Industrial.
Coup de poing (decadent), hand-stone.
ovoid.
heart-shaped.
sharp-pointed.
Hachette, chopper.
Grattoir, planing tool.
Perçoir, drill, borer.
Couteau, knife.
Racloir, scraper.
knife-edged.
curved-out edge.
saw-edged.
double-edged.
beak-shaped.
many-edged.
Pointe, 'hand-point.'
Percuteur? hammer-stone?
War and Chase.
Pointe, 'hand-point.'
Pointe double, spear head?
Coup de poing, hand-stone.
Pierre de jet, throwing stone.
Couteau, knife.
There are five or six well-defined varieties of the racloir, or scraper, carefully fashioned out of flakes. The principal form is crescentic in shape, with outward-curved edge. Other forms are saw-like with straight edges or knife-edged. Another form with very neatly and symmetrically incurved borders has its edges sharply retouched, as if for the smoothing down of bone or wooden shafts. The borer is also fashioned of an elongate flake and sometimes finished with a very fine point at one of its extremities. It is noteworthy that the grattoir, or planing tool, so well developed in the Upper Palæolithic industries, appears only sporadically in Mousterian times. For example, at La Quina, in the closing stages of the Mousterian industry, out of 220 implements collected at hazard, there were 166 scrapers of six different forms, 45 'hand-points' of five different forms, and 5 double points, as compared with 5 grattoirs, or planing tools. There are very few knife-shaped forms. It would appear that the racloir and the perçoir were the principal implements employed in the preparation of skins for clothing.

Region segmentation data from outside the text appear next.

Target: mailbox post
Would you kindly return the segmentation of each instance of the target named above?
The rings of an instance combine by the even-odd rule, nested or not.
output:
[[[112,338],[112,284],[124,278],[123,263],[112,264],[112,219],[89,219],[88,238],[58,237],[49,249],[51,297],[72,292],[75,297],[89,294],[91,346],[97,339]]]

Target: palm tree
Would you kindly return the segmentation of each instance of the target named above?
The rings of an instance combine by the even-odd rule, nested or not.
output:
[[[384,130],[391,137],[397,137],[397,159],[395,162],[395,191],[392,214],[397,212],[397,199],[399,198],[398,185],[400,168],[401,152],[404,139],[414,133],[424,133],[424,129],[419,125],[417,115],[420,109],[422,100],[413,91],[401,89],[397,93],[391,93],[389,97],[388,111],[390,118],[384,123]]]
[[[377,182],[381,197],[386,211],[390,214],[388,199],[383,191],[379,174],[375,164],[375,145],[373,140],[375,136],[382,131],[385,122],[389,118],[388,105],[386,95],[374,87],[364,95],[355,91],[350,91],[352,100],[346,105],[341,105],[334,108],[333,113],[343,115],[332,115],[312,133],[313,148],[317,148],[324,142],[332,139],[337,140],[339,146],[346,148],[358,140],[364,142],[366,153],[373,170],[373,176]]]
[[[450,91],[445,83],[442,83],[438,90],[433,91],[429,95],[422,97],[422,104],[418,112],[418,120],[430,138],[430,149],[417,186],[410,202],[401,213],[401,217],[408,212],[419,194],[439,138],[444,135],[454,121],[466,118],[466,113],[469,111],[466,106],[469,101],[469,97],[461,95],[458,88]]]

In early Mousterian times the coup de poing may still have been used by the Neanderthals in the chase, and the fine, spear-headed 'point' and the rarer 'double point' may have been developed in response to the needs of hunters, who now ventured the chase of the bison, the urus, the wild horse, and the reindeer.
The most striking features of all the implements which may have been used in the chase are: first, the absence of any definite proof of their attachment to a shaft or handle; and second, the absence of any barbed or headed type of point. The use of the barb, as we shall see, appears to be a relatively recent discovery of the later cultures of Upper Palæolithic times.
Fig. 130. Late Mousterian implements, after de Mortillet, one-quarter actual size. 109, 110—Point, finely retouched at one end, from Seine-et-Marne, France. The reverse shows a retouch on the flaked surface which suggests the double-face Solutrean retouch. 111, 112—A very large racloir, or scraper, from La Quina, Charente, France; part of the bulb of percussion has been chipped off. 113—Double-ended point from Le Moustier, retouched on both surfaces. 114, 115—Combination point and scraper from Le Moustier, Dordogne, France. 116—Double scraper, or racloir, with grattoir, or planing end.
The transition from the Mousterian to the Aurignacian appears in the Abri Audit, which also lies in the valley of the Vézère. Here we still find irregularly fashioned coups de poing, decadent followers of the heart-shaped types of the earliest Mousterian industry; this is nearly the last phase in the decline of the old coup-de-poing manufacture. While the lance-shaped coup de poing of the late Acheulean never appears in any true Mousterian industry, the shorter, more heart-shaped type of Combe-Capelle traverses the entire Mousterian and, after further stages of degeneration, passes into the Abri Audit culture and even lingers into the early Aurignacian. At this latter station the typical Mousterian 'points' are almost wanting.
The Mousterian, observes Schmidt,[(75)] which preserves the traditions of the Lower Palæolithic coup-de-poing culture, is one of the most interesting phases in the development of Palæolithic industry, in that its successive stages exhibit the very last phases of the great coup-de-poing industry, of which only the almond and oval scraper types appear, and that very rarely, in the early Aurignacian. On the other hand, in the late Mousterian we observe a trend toward the blade (lame) industry of the Upper Palæolithic. Careful study and observation of the subdivisions of Mousterian culture have thus far been limited to central and southern France, and they have not yet been traced in Spain; but in the grottos of Belgium and England the early, middle, and late Mousterian types are known to exist.
Bone anvils, fashioned out of the hard surfaces of the foreleg and foot bones of the bison and horse, were discovered at La Quina in 1906. They show a flattened surface with cross incisions too regular to be accidental and too far from the articulation to be the result of an inexpert attempt to sever the joint.[(76)] This was not the only use of bone in Mousterian times, however, for primitive pointed implements of bone are occasionally found in Dordogne, mingled with Mousterian flints. A variety of rudely fashioned bone implements also occurs at Wildkirchli, in Switzerland.